Только это было потом. А в тот день - он уже пережил закат - мы отдышались, вымылись местной коричневой водицей, откурились. Зыркнув на крючки от ковров, - Алла так и не удосужилась их убрать, и они мерзко болтались по стенам, - мы решили не мешать Гульке предаваться сплину. Она собиралась замуж:
- Стас, любимый, сейчас Таньке Леша будет звонить, надо положить трубку. Ты не расстроишься? Нет? Погоди, как это - ты не расстроишься?! 
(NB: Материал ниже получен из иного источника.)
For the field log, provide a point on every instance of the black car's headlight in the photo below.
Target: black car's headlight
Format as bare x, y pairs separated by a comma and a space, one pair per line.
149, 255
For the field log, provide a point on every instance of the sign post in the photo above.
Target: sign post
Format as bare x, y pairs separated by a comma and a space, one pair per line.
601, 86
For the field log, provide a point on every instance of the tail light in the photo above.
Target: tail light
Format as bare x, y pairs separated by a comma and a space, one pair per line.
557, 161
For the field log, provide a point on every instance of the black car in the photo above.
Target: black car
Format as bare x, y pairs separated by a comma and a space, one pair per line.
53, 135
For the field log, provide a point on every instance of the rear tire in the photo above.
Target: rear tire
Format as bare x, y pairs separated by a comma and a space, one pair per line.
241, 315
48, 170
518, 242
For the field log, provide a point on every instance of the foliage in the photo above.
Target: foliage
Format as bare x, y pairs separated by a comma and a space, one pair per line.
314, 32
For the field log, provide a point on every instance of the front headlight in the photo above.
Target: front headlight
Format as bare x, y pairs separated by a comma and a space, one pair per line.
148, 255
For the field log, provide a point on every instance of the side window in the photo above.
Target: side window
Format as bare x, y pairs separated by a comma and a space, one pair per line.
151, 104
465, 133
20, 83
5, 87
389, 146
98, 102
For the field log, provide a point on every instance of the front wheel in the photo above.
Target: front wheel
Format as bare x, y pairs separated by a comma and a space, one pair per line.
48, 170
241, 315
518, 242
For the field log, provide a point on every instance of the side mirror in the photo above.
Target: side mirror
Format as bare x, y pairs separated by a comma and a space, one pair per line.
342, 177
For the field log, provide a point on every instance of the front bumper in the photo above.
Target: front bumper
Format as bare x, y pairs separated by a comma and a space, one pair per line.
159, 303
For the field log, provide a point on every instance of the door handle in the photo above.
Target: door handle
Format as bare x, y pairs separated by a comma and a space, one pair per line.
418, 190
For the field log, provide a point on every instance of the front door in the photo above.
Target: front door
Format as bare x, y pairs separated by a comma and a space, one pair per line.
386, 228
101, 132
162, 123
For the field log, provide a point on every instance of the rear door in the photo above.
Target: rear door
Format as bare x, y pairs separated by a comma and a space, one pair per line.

Поручив Гульку Ваське, мы выскользнули в чернильную ночь - в  ларек за хлебом и шоколадками. И вдруг пошли-пошли по трассе, по шоссе, безлюдной полосе, мимо черного  леса - спящему УНЦу не судьба была возразить. Танцующей, звериной походкой - собаки, рыси, духи? - только не люди, мы прошли остановку, больше километра. Могли  и дальше, но замерли напротив нового общежития, одиноко торчавшего посреди глиняного поля. Постояв и послушав грохот и мат, льющиеся со светом из желтых окон - там была свадьба - мы чего-то испугались и обратно пошли уже шустрее, скакнув пару раз от проезжих машин в жесткую траву.
На экзамене англичанка с видом отличника, который решился раздавить муху, тихонько и яростно нас послала. Но далекий Васька  делал свое дело - мерцал из дома, увезенный Аликом в  Сатку: на пересдачу англичанка пришла уже смущенная и разговорчивая  и, расписавшись в зачетках,  легко отпустила нас. В любом случае, мы друг друга поняли.